In the late Summer of 1959, the noise told me that a friend had got into serious difficulties with the Bench Press exercise. He was only just able to keep the heavy bar from pressing down on his throat and he was weakening fast. I was the only one around. I ran to him and lifted the bar quickly to remove the danger. Thankfully he was OK. I, however, had seriously damaged my lower back. I had to have complete bed rest for quite a while. The bed was even supported by a board. So why was it lucky?
This was my Ordinary Level G.C.E. school year. The injury would remove many of my normal sporting distractions. Gone! When I returned to school, I was excused all physical activity for the Autumn Term. However, I was able to concentrate more on my school work! Looking back at my report book, my good progress compared to the previous year was there for me to see. This improvement gave me more “work confidence” and taught me a lesson. I had been spending too much time on non-academic matters and had not been paying proper attention to my current personal responsibilities. There must be a balance!
The injury had really affected me in terms of my view of sport. How? That School Year I did not play Rugby until late in Term 2, about 6 months after the injury. I played in the House Rugby Matches and for the School Second XV. I also turned out for the Cricket Second XI and the School Athletics Team but not in the Regional Meetings. I also took part in House Swimming and Basketball. Everything was toned down. I was very worried that the injury might happen again.
However! I really enjoyed the feeling of “pressure off”. I would estimate that the majority of boys I met at this “new level” felt the same as me. Weight and running training did not seem to be as necessary – if at all. It was very noticeable how quickly my general muscle tone and strength became, to some degree, diminished.
Later, when I was playing rugby as an adult, many players in the clubs’ “lower ranked” teams simply turned up on Saturdays. Win or lose they enjoyed the game, the pint and the chat. They went home, got on with their lives and came back the next Saturday. They were happy with their level of involvement in sport.

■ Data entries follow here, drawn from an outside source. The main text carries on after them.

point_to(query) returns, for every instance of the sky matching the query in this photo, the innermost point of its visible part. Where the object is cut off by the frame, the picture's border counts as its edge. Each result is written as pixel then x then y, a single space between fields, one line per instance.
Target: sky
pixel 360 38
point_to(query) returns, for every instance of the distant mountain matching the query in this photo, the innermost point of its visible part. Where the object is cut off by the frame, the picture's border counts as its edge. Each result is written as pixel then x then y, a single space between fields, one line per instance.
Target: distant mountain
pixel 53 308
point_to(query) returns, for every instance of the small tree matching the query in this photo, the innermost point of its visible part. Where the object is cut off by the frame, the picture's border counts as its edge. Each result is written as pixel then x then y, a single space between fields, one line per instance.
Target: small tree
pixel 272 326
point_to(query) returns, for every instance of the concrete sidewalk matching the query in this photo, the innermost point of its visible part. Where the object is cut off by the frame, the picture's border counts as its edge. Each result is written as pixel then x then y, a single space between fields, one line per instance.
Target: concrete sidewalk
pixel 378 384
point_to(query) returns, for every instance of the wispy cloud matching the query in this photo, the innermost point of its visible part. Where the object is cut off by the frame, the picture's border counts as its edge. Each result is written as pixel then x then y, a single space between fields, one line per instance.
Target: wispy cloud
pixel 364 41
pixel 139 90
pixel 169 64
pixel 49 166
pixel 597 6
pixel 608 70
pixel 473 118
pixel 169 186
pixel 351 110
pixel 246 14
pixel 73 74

Take part in sport but do so at a level at which you are really at ease? Not everyone will agree with this. I refer to Golf. To do well, there is often a lot of luck needed. It’s nice to get pars or birdies and to win money or trophies but sometimes those things just happen anyway on the day. If that were not the case, why can’t golfers do it every time? It is not necessary to always compete and perhaps spoil the day. Enjoy the walk, the talk and the friendship. Perhaps even vary the number of holes you play in tune with how you feel and, as the old saying has it, “smell the flowers along the way“.